How is the Laplacian Applied to Retarded Potential?

[CMBR]

Homework Statement

See attachment.

Homework Equations

The Attempt at a Solution

I'm not understanding how the laplacian is creating those 3 terms in 5.4.5.

I just understand the basics that laplacian on f(x,y) = d²f/dx² + d²f/dy². Can someone elaborate?

Thanks in advance.

EDIT:
Just realized this is an identity of vector calculus (second derivative of 2 scalars)...

 

[vanhees71]

The Laplace operator in three dimensions is
\Delta=\vec{\nabla} \cdot \vec{\nabla}=\partial_x^2+\partial_y^2+\partial_z^2.
Now you have a product of functions, and you can simply use the product rule of differentiation to evaluate it.

This is, however not very clever, because then you have to handle the dependence of \rho on \vec{r} in the formula for the retarded potential. It's not undoable but inconvenient.

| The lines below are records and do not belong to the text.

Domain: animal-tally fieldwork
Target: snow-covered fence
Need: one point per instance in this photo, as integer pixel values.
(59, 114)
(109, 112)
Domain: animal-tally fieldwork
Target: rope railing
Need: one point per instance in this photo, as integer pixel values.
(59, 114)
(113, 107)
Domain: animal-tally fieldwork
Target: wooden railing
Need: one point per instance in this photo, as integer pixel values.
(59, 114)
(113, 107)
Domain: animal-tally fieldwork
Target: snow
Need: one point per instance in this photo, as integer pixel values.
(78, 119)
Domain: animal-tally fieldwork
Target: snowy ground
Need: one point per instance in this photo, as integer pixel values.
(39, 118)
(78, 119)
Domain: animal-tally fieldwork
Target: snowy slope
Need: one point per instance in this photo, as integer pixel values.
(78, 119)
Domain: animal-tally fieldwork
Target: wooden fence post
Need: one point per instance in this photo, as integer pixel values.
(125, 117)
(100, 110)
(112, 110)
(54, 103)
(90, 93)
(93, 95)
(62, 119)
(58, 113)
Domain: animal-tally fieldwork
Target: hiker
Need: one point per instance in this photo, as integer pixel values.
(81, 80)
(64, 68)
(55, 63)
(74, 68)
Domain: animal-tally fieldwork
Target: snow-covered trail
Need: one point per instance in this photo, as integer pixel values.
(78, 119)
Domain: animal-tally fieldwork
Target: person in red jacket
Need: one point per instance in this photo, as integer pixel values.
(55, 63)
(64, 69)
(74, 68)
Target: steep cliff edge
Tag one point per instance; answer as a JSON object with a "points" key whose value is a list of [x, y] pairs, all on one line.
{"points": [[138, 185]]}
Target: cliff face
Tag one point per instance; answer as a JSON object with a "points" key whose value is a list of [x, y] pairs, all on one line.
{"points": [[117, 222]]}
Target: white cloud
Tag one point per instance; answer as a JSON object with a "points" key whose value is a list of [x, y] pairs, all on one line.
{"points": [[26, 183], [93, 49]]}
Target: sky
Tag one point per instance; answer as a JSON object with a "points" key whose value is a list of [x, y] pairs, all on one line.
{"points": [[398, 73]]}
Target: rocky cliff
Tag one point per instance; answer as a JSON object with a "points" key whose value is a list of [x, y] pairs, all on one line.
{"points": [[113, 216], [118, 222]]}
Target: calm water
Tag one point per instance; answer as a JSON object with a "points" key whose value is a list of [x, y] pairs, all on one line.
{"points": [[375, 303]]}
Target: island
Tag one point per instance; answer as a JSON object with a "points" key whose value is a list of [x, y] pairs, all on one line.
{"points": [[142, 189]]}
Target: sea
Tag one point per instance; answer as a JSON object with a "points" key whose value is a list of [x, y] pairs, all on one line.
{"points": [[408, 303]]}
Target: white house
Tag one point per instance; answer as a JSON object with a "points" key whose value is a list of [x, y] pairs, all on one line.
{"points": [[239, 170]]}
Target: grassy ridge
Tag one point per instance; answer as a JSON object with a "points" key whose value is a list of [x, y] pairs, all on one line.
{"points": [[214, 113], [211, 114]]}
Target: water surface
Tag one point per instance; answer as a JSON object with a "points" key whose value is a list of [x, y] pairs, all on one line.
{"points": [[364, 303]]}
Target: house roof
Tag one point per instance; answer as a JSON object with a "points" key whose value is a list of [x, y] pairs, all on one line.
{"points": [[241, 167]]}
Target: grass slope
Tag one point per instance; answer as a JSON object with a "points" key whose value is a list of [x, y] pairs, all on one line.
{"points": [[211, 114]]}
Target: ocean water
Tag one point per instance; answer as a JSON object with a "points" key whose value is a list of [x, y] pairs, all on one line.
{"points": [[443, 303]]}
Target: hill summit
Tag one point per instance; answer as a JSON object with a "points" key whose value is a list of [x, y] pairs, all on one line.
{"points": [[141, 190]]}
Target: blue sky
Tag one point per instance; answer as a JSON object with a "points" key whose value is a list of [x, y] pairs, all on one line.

It's always wise to rewrite electromagnetic equations in relativistically covariant form. For the retarded potential this simply means to introduce a \delta distribution,
\phi(t,\vec{x})=\frac{1}{4 \pi} \int_{\mathbb{R}^4} \mathrm{d}t' \mathrm{d}^3 \vec{x}' \delta(t'-t+R/c) \frac{\rho(t',\vec{x}')}{R}.
Now the Laplacian is much easier to evaluate. Also note that
\Delta \frac{1}{R}=-4 \pi \delta(R).